Our final assurance is not something we produce in ourselves. Our final assurance is that God’s face shines on us in the gospel: “The things of earth will grow strangely dim in the light of his glory and grace,” and he preserves our faith to the end (Lemmel, “Turn Your Eyes upon Jesus”).

Reflect and Discuss

  1. When you face a difficult situation, how do you view God? As your Shepherd? Why or why not? How would you respond if you did view him as Shepherd?
  2. How does your view of God, particularly of his sovereignty, influence the way you pray and the things you ask him to do? How should our view of God affect the way we pray?

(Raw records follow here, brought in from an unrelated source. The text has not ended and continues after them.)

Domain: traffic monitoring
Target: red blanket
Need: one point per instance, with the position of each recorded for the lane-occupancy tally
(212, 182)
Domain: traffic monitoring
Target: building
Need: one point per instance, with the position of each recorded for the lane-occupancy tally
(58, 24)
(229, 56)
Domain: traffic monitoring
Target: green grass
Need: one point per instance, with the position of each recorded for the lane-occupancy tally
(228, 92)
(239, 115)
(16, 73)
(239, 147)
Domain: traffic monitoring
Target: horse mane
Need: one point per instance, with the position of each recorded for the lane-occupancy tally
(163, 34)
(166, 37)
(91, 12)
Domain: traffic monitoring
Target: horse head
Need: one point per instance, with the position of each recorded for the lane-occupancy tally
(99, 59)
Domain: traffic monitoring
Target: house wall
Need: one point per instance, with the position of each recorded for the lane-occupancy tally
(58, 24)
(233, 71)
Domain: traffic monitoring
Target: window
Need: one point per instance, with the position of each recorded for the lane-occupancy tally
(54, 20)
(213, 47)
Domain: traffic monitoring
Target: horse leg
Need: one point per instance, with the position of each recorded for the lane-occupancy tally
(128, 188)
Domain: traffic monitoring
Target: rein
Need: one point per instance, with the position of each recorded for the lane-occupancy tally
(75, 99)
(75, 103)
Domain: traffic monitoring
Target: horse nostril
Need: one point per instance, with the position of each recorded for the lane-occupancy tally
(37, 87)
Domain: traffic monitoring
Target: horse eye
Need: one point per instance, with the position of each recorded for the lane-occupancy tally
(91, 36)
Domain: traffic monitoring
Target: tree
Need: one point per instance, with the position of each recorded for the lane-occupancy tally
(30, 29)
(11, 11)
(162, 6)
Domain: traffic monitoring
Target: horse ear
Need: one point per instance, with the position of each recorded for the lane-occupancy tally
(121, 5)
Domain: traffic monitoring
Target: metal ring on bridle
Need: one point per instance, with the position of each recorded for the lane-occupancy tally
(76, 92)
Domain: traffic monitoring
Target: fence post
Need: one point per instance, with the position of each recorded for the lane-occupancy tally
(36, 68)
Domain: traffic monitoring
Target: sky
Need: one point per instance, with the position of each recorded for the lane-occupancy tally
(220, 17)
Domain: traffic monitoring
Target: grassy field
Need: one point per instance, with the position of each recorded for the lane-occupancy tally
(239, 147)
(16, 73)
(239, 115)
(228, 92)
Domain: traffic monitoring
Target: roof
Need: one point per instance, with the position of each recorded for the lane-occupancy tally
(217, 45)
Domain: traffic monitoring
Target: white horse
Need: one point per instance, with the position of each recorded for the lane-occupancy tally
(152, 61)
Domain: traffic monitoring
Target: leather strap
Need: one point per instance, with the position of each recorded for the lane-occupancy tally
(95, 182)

  3. When we face hardships, what’s the difference between worldly sorrow and godly sorrow?
  4. What does it look like when we play religious games today?
  5. When are we more concerned with our hardships than our sins? What does that indicate about our hearts? How should we respond when we realize that this is where we are?
  6. The psalmist’s prayer in verse 7 for favor and salvation is answered for us in the person and work of Jesus. How do you pray when you’re struggling? What kind of restoration do you hope for?
  7. What can we as Christians do to prevent ourselves from drifting from God? What implications does this have for you this week?
  8. What are some specific ways we can remember God’s story (Deut 6:4-9)?
  9. How do we gain a deeper knowledge of God through his Word? How does this deeper knowledge deepen our hope?